Welcome to a Fountain Pen’s Story

One of my absolute favorite things about having fountain pens is the options when it comes to inks. Inks can be pigment or dye based, some are waterproof, some shimmer with glitter, and some are fragrant. There are so many options, so many colors, and shades, the nuances are incredible and some are made from wine. Today, I am highlighting a couple inks made from wine by de Artamentis of Germany. I don’t usually review or comment on inks, don’t be critical.

So Why Wine

Wine has been used in the manufacturing of ink since the Middle Ages. Wine, and sometimes vinegar beer, were used in place of water to mitigate the impurities introduced by water-borne contaminants. Sure, they wouldn’t bathe but they worried about their inks. Wine ink is not particularly popular in these times. A couple of the retailers I’ve spoken once sold wine inks but no more. Be warned, many ink names lead one to believe the ink is from wine when in fact the manufacturer is referring to the color and no wine was included in the recipe.

The Company Line

Wine has been added to ink. In accordance with traditional manufacturing processes. These inks consist of concentrated wine and some other ingredients which, for example, bind residual alcohol and the wine acid, and which improve the writing characteristics. Writing with pure, concentrated wine, no additional water is added to the ink. Furthermore, wine ink has unique writing behavior. It flows in an unmistakable, wonderful Red out of the nib. This Red is dependent on each wine. On paper, a chemical reaction occurs and oxidization occurs. Something very remarkable about these inks is the scent of wine, which caresses the nose. These inks fulfill the greatest demands regarding ink techniques and are suitable for all fountain pens. Writing with wine inks is an extraordinary experience and a symbol of the fine writing culture.

The Inks

  • Chianti –A deep crimson ink when written that blends easily with water fading out with a hint of blue-grey along the edges. 
  • Riesling –An ochre-colored ink when written that blends easily with water fading out with a hint of yellow along the edges.
  • Brandy –A yellow-brown colored ink when written that blends easily with water fading out with a hint of yellow and green along the edges.

In addition to eliminating water contamination, wine introduces alcohol which has two important properties; dries quickly and prevents fungus from growing in the ink.

Ink Blots

Chianti
Riesling
Brandy

All three inks were fragrant, the most aromatic is the Riesling.
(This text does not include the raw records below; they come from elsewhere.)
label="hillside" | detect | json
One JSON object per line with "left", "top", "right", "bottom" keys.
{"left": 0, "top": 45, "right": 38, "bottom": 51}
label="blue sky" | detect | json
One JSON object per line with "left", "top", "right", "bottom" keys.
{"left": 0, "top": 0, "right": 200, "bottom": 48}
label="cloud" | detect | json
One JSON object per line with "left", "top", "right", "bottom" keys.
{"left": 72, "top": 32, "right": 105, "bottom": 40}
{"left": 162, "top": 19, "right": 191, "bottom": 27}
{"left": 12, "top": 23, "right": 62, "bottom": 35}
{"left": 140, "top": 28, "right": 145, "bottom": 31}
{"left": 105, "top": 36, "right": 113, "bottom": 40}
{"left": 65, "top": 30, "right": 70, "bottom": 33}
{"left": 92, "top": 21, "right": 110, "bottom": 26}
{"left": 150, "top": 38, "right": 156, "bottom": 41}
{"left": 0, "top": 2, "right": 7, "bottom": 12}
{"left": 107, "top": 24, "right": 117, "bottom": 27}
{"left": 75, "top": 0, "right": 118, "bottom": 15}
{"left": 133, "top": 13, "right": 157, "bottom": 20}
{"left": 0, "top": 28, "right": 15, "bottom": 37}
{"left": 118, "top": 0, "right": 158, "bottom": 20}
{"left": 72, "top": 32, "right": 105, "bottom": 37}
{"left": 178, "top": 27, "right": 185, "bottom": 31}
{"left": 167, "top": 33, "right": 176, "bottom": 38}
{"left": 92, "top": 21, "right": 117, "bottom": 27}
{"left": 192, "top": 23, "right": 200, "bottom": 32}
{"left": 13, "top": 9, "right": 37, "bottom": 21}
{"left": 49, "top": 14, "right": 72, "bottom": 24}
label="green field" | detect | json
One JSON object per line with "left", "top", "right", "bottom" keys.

I didn’t notice the aroma so much while using the ink as I did when I opened the bottle. The color of the written words look nearly the same to me, thus I introduced a little water, illustrating the color differentiation. As the ink dried the color stabilized to the shade you see.

I was a little biased towards the Chianti before the sampling. All three inks flowed well. Each feathered substantially on cheap paper so I switched to a 120 gsm paper used with watercolor.

If wine ink tickles your interest, in the US, sample size bottles are available from Vanness Pen Shop; in Europe, order directly from de Atramentis. I am not compensated for these recommendations.